Трульсен задумчиво кивнул головой, а потом улыбнулся, словно участвовал в телевикторине и угадал правильный ответ:

— Самым простым было бы предположить, что супруг незадолго до этого вернулся с пробежки. Нам известно, что он очень любил бегать, а в прихожей и на кухне мы обнаружили следы грязных кроссовок… — на экране замелькали фотографии, — следовательно, ему было жарко, он вспотел, и верхняя одежда ему была не нужна. Не стоит также забывать, что фру Хаммерсенг уже несколько лет болела и была очень худой. Очевидно, из-за этого она была особо чувствительной к холоду. Ко всему прочему, этот дом старый, сквозняки в нем — обычное дело, и постоянно поддерживать внутри тепло было сложно, даже несмотря на отопление. Таковы наши предположения на данный момент.

— А как насчет пианино?

Валманн произнес это совершенно спонтанно. Он судорожно отгонял воспоминания о руке Лидии Хаммерсенг, неестественно отброшенной в сторону, похожей на оторванную руку куклы. Рукав задрался, и были видны отвратительные синие пятна, а сама рука была ободрана, особенно локти.

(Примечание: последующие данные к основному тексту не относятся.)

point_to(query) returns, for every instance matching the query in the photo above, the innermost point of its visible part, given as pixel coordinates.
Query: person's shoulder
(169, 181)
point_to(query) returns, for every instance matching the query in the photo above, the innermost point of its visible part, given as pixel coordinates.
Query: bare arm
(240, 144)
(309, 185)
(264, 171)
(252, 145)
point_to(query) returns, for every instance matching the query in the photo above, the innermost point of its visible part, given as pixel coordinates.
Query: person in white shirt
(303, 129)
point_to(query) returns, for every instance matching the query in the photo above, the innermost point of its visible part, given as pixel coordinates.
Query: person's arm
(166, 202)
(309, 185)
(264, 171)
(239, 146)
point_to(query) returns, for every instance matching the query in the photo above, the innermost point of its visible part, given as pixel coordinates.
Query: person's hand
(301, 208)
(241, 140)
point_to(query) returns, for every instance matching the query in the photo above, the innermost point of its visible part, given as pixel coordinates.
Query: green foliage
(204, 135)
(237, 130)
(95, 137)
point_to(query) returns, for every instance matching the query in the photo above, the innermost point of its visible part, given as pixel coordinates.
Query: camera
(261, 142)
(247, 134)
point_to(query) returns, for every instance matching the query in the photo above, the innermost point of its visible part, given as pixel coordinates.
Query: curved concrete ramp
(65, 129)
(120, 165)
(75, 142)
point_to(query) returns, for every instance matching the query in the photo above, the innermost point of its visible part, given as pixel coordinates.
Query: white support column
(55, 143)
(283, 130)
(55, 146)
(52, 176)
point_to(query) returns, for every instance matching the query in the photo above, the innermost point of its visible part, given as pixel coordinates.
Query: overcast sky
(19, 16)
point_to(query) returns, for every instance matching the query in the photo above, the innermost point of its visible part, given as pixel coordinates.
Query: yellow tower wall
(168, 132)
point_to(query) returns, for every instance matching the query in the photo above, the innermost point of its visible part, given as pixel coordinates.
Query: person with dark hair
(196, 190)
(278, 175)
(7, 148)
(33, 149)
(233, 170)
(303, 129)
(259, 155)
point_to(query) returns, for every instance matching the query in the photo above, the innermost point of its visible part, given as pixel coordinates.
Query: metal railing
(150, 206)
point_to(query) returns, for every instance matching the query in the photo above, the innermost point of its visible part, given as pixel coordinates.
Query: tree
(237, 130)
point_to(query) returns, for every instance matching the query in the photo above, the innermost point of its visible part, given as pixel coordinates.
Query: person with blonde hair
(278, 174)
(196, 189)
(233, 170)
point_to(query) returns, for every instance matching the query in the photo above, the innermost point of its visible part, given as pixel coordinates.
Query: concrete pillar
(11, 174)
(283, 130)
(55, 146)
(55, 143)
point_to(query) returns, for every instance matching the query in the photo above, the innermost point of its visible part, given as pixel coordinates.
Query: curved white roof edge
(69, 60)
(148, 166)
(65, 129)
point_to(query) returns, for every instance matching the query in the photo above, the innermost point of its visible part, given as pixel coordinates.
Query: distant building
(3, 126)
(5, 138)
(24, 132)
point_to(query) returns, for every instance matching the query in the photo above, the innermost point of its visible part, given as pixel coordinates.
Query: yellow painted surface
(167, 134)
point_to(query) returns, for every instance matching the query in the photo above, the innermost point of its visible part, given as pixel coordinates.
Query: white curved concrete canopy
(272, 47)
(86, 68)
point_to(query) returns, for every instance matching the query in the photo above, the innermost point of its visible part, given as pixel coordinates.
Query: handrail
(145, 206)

Пианино. В его памяти вилла Скугли всегда была наполнена музыкой и музыкальными инструментами. Пианино занимало почетное место в гостиной, между двумя окнами, из которых открывался вид на сад и широкие поля, оно сразу же бросалось в глаза, как только кто-то заходил в дом. Когда он заходил туда вчера вечером, дверь в гостиную была открыта, но никакого пианино он не видел. Очевидно, его не видел и Трульсен.

— Пианино?

— Семья Хаммерсенг была очень музыкальной, — Валманн пустился в объяснения, — они все без исключения играли на каких-нибудь инструментах. Пианино занимало главное место в их доме. Они все играли, особенно она, Лидия.

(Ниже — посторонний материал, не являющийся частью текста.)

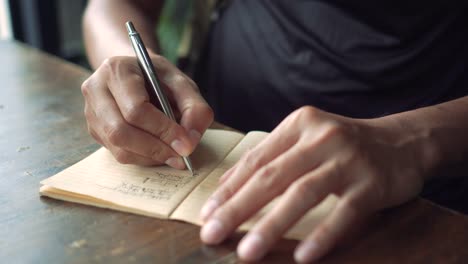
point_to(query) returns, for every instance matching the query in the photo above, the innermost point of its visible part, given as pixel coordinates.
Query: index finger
(196, 114)
(127, 86)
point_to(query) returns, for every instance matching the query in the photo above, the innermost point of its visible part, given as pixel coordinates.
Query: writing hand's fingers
(352, 207)
(196, 114)
(127, 86)
(300, 197)
(106, 121)
(272, 146)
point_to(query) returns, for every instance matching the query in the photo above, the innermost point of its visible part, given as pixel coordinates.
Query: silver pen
(148, 69)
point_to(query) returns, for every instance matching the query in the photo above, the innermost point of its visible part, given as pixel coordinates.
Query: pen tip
(130, 27)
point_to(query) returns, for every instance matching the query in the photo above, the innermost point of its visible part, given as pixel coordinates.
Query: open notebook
(163, 192)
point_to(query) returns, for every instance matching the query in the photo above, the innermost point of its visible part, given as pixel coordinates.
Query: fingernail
(305, 252)
(212, 232)
(195, 136)
(251, 247)
(176, 162)
(208, 208)
(180, 148)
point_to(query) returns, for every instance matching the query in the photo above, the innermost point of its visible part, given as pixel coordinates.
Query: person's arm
(118, 110)
(104, 27)
(441, 130)
(369, 164)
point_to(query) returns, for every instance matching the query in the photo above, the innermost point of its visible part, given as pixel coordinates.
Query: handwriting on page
(161, 186)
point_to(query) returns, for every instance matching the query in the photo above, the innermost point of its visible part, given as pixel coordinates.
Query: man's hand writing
(120, 116)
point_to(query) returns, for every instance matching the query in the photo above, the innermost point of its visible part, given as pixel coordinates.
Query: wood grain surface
(43, 131)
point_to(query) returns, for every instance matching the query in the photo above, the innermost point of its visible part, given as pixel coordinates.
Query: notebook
(163, 192)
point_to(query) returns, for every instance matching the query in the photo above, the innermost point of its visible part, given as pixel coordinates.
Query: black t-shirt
(364, 58)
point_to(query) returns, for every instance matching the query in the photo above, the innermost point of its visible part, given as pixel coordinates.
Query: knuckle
(133, 113)
(352, 205)
(252, 161)
(159, 153)
(323, 232)
(267, 177)
(115, 133)
(308, 112)
(86, 87)
(272, 228)
(231, 214)
(168, 131)
(301, 188)
(122, 156)
(207, 112)
(113, 64)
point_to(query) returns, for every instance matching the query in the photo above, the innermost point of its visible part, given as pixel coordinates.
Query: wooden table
(43, 131)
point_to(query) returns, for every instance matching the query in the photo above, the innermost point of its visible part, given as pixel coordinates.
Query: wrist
(414, 139)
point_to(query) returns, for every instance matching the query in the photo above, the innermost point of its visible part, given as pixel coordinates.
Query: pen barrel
(146, 65)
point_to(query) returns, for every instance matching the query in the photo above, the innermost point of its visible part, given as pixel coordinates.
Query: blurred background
(54, 26)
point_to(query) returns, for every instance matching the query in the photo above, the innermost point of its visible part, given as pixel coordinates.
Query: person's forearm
(104, 29)
(439, 133)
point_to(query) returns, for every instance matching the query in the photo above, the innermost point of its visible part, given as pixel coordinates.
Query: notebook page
(189, 209)
(155, 191)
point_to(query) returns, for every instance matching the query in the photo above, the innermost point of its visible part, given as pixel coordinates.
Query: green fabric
(175, 15)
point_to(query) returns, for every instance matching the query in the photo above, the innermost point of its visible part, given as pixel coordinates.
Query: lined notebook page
(101, 181)
(189, 209)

— Я не помню никакого пианино… — Трульсен подозрительно огляделся, будто кто-то неуместно подшутил над местом преступления. Его взгляд упал на Рюстена, который задумчиво покачал головой:

— Нет, Юнфинн. В доме нет пианино.

Валманн кивнул, словно нашел ответ:

— Я, правда, был там в последний раз много лет назад.

Его беспокойство не стихало.

— Еще вопросы или этого пока достаточно? — Решив закончить выступление, Трульсен заторопился и вопросительно посмотрел на Валманна, который покачал головой.

Если бы даже и были, он бы промолчал. Излишнее рвение руководителя следствия и его менторский тон наводили на него тоску. Такому бюрократу, как Трульсен, бесполезно объяснять, что пианино — не старый диван и его не выбрасывают, особенно, в домах, где много лет занимались музыкой. Он попытался поймать взгляд Аниты, сидевшей у экрана, но она делала какие-то пометки и не обращала на него внимания. Он поднялся, но тут же заметил, что Моене, глядя на него, едва заметно кивнула в сторону своего кабинета. К Моене на ковер — именно этого ему и не хватало субботним утром.

5

— Вообще-то я хотела бы выразить соболезнования, ведь эта трагедия произошла с твоими близкими друзьями…

Йертруд Моене была воспитанным человеком. Она хорошо знала правила приличия, однако слишкомувязла в формальностях, в том числе и когда дело касалось следствия.

— Спасибо, — ответил Валманн, — но близкими друзьями мы не были. Я учился в школе вместе с их сыном, и в детстве мы ходили друг к дружке в гости. Вот так я с ними и познакомился.